42話:開いた蓋*1
……ということで、翌日。
「じゃあ、よろしく」
「うん……グレイも、気を付けてね」
グレイは1人、宿に残って、他4人を王城へ見送った。
グレイが提案したのは、『自分が居るせいで、相手が警戒しているんじゃないか?』というものだった。
……そもそも、交渉ごとにおいては、エメディアが居るだけで強いはずなのだ。国同士のやり取りにおいてもエメディアの恩恵が作用するか、と言われると少々危ういが、それでも、多くの者は『エメディアに従いたい』と思うはずなのである。
そして今回、エメディアがディアナバレイに投げかけている話は、ディアナバレイ側にとっても、決して悪い話ではない、はずである。
今回、ディアナバレイがメカニジアと組んでエメディアを陥れようとしたことについては、認めさえすれば目を瞑る。そして、今回いよいよ劣勢となったメカニジアを潰すために協力させてやる、と……つまり、『最終的に勝者となるであろう側であるローザテイルに付いていい』と言っているのだから。
……それでもディアナバレイが渋るならば、考えられる理由は2つだ。
1つは、メカニジアにまだまだ勝ち目がある、というもの。
相変わらず、メカニジア側には分からないことが多い。そもそも何故、あんな兵器を用意していたのかもよく分かっていない。そして今回、アイオンの右手がそうなっているが……機械に意思を移植したのでは、という疑いもある。
そんなメカニジアであるので、何かまだ隠していたとしてもおかしくはない。ここから一気に勝つだけの準備があるのかもしれない。
……だが、その場合、ディアナバレイ側はそれを知っていてメカニジアに従う、ということになるだろう。つまり、ディアナバレイ側の人間を叩けば情報を吐かせられる可能性が高い。それはそれで、朗報である。
そしてもう1つは……『単に、国同士のプライドがあるから』というものだ。
要は、一国の主ともあろうものが、謀ったことを認めてなどいられない、という……至極単純な理由である。
つまり、本来ならば、エメディアの恩恵によって捻じ伏せられているべき理由なのだ。
後者が理由だったなら、エメディアとの交渉にもかかわらずディアナバレイが折れていないのはおかしい。

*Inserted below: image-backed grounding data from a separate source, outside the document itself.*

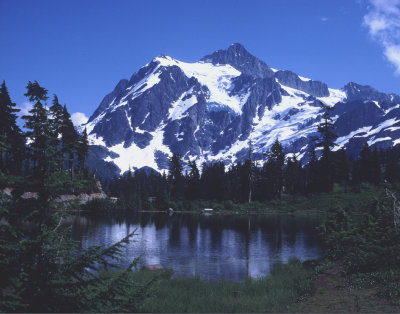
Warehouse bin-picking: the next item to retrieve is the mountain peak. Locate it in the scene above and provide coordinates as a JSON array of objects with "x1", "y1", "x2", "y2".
[{"x1": 201, "y1": 43, "x2": 274, "y2": 77}]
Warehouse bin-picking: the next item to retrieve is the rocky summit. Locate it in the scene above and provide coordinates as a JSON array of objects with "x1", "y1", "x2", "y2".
[{"x1": 82, "y1": 44, "x2": 400, "y2": 177}]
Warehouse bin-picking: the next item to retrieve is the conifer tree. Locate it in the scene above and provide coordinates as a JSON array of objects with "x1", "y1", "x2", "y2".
[
  {"x1": 49, "y1": 94, "x2": 63, "y2": 170},
  {"x1": 187, "y1": 161, "x2": 200, "y2": 200},
  {"x1": 61, "y1": 105, "x2": 78, "y2": 179},
  {"x1": 76, "y1": 128, "x2": 89, "y2": 171},
  {"x1": 22, "y1": 81, "x2": 53, "y2": 177},
  {"x1": 263, "y1": 139, "x2": 285, "y2": 199},
  {"x1": 285, "y1": 155, "x2": 302, "y2": 194},
  {"x1": 317, "y1": 101, "x2": 337, "y2": 192},
  {"x1": 168, "y1": 153, "x2": 184, "y2": 199},
  {"x1": 0, "y1": 81, "x2": 25, "y2": 173}
]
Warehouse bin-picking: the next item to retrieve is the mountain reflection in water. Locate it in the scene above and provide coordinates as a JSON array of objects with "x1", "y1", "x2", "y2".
[{"x1": 73, "y1": 213, "x2": 323, "y2": 281}]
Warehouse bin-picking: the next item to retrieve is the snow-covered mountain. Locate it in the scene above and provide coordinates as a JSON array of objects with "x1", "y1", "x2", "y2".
[{"x1": 84, "y1": 44, "x2": 400, "y2": 176}]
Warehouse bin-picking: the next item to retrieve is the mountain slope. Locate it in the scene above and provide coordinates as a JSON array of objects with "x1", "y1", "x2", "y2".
[{"x1": 85, "y1": 44, "x2": 400, "y2": 177}]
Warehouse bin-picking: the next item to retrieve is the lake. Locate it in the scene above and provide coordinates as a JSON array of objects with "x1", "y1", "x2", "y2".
[{"x1": 72, "y1": 213, "x2": 323, "y2": 281}]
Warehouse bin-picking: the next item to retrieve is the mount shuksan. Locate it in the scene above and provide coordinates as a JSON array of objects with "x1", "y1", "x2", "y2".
[{"x1": 81, "y1": 44, "x2": 400, "y2": 177}]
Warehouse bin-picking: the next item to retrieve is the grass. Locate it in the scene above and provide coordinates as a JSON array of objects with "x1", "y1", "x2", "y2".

彼らがエメディアの恩恵を知っていて、その対策を行っていたとしても……そもそも何故対策する必要があるのだ、という話になる。
……そこで考えられるのが、グレイの恩恵の影響だ。
そう。
『グレイの恩恵が、エメディアの恩恵を邪魔して余りある影響を齎した可能性』を、グレイは考えているのだ。
+
「はい。ではそのようにしましょう。……あなた達が冷静な判断を下してくれて、嬉しいわ。これからも是非、仲良くやれるといいのだけれど」
エメディアは、しゅんとしたディアナバレイの面々に笑みを向けながら、内心でそっと、ため息を吐いていた。
……グレイ抜きでの交渉になった途端、何もかも、上手くいってしまったので。
ディアナバレイ側は、昨夜のうちに色々と話し合っていたはずである。それはもしかしたら、『ローザテイル側の提案を断れ』という結論にまとまっていたかもしれない。
だが……今朝、こうしてエメディアが彼らと話すことになった途端、彼らは一気に、エメディアの恩恵の影響を受けた。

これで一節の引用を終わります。